And what had possessed Mr Salmond to fan the flames by giving a press conference which served only to underline the schism with Miss Sturgeon and open up a raft of new areas of inquiry?
‘Do you think you used to drink too much as FM?’ was one question – to which he gave the careless reply: ‘I’m not a paragon of virtue by any means whatever...’ – thus inviting inevitable follow-up questions.
‘I thought it was a dreadful mistake for him to have a press conference,’ said a former SNP colleague. ‘As soon as he described himself as not a saint, it invites the question, “What is not saintly about you?”.’
All of which exposes yet more dysfunction at the party’s highest level. The simple explanation for Miss Sturgeon’s failure to place a wall between herself and Mr Salmond until the upshot of the misconduct allegations was known is the former first minister’s towering status in the party and her debt to him.
Without him, she would probably never have led the SNP, far less her country.
Under him, she also learned to govern in his image, to brook no dissent and appear decisive even if she felt anything but. Could that be the reason no one spoke up and told her she must on no account meet her former boss and discuss the allegations with him?

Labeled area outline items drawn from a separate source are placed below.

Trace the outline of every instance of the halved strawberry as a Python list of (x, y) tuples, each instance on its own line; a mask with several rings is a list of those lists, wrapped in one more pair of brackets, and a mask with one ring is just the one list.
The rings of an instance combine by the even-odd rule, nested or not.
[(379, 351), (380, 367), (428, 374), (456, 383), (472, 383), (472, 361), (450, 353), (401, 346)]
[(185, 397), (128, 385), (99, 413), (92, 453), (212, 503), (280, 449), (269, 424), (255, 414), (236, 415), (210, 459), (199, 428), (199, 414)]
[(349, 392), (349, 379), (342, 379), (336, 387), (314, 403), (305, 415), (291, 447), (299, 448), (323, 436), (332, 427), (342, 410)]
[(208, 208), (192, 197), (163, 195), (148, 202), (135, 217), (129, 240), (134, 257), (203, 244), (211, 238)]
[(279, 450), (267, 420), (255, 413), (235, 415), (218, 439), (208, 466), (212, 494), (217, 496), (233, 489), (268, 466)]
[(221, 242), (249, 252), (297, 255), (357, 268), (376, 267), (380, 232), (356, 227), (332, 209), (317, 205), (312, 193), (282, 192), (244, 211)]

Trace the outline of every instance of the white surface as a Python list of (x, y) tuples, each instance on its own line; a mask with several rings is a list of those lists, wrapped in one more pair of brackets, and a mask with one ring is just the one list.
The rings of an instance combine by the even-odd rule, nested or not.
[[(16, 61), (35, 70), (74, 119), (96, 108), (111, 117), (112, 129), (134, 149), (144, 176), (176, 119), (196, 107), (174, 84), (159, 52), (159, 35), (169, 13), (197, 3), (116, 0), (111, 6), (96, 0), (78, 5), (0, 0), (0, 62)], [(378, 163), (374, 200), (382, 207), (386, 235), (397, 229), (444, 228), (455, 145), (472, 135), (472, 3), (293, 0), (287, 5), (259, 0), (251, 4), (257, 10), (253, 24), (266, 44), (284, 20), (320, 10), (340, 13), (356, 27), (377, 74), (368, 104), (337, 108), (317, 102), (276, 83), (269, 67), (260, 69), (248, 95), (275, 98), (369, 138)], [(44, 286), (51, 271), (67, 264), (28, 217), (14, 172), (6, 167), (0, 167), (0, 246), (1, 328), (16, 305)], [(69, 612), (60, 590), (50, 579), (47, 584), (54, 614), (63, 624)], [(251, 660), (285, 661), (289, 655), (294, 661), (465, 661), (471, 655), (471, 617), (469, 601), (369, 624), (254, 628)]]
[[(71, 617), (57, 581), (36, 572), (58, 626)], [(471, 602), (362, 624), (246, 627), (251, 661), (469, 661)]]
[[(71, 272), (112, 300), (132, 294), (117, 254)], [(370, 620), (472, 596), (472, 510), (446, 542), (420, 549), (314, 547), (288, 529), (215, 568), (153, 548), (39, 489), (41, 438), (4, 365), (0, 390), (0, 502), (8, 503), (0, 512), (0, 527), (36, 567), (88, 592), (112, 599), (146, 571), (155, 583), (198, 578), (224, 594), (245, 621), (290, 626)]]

One senior party source said: ‘If you operate on a Stalinist basis, you don’t get the kind of discussion and internal debate that leads to wise policies – and here we are. We’re in a mess and a lot of that mess is traced back to how things have been run.
‘We’ve been in this position for a long time, almost from the moment Alex became leader and right through Nicola’s period in office as well.’
In short, then, the Salmond crisis brings into sharp focus issues which have bubbled away in the party for years – in fact, ever since that meal in the Champany Inn.
There is the former leader, more loved than the current one, even as he faces sexual harassment allegations, yet too vain, too fond of showbusiness and too ready for full-throated attack even if it is to the detriment of the independence movement.
There is the current leader, too much in Mr Salmond’s debt and too immersed in his counter-productive dictatorial leadership style.
There are special advisers too cowed to insist their advice is heeded or kept out of the loop.
Among the party’s lower echelons, kneejerk conspiracy theorists who, having known nothing about the sexual harassment claims until now, assume it must be some Establishment plot.
‘I stand with Alex Salmond’ against the ‘British Establishment’ was one ludicrous message retweeted by Nationalist MP Angus MacNeil this week, as claims circulated that Scottish Government permanent secretary Leslie Evans’ husband was former head of MI5 Lord Jonathan Evans. In fact, her husband is SNP supporter Derek McVay, a former punk musician.
It all adds up to an atmosphere of ‘utter despair’ among many in the SNP – and a sense of incredulity in the wider political community.
The pre-eminent Scottish politician of his generation is wounded – perhaps fatally – and some wonder if, in his fury, he is about to pull the roof down on everything he has built.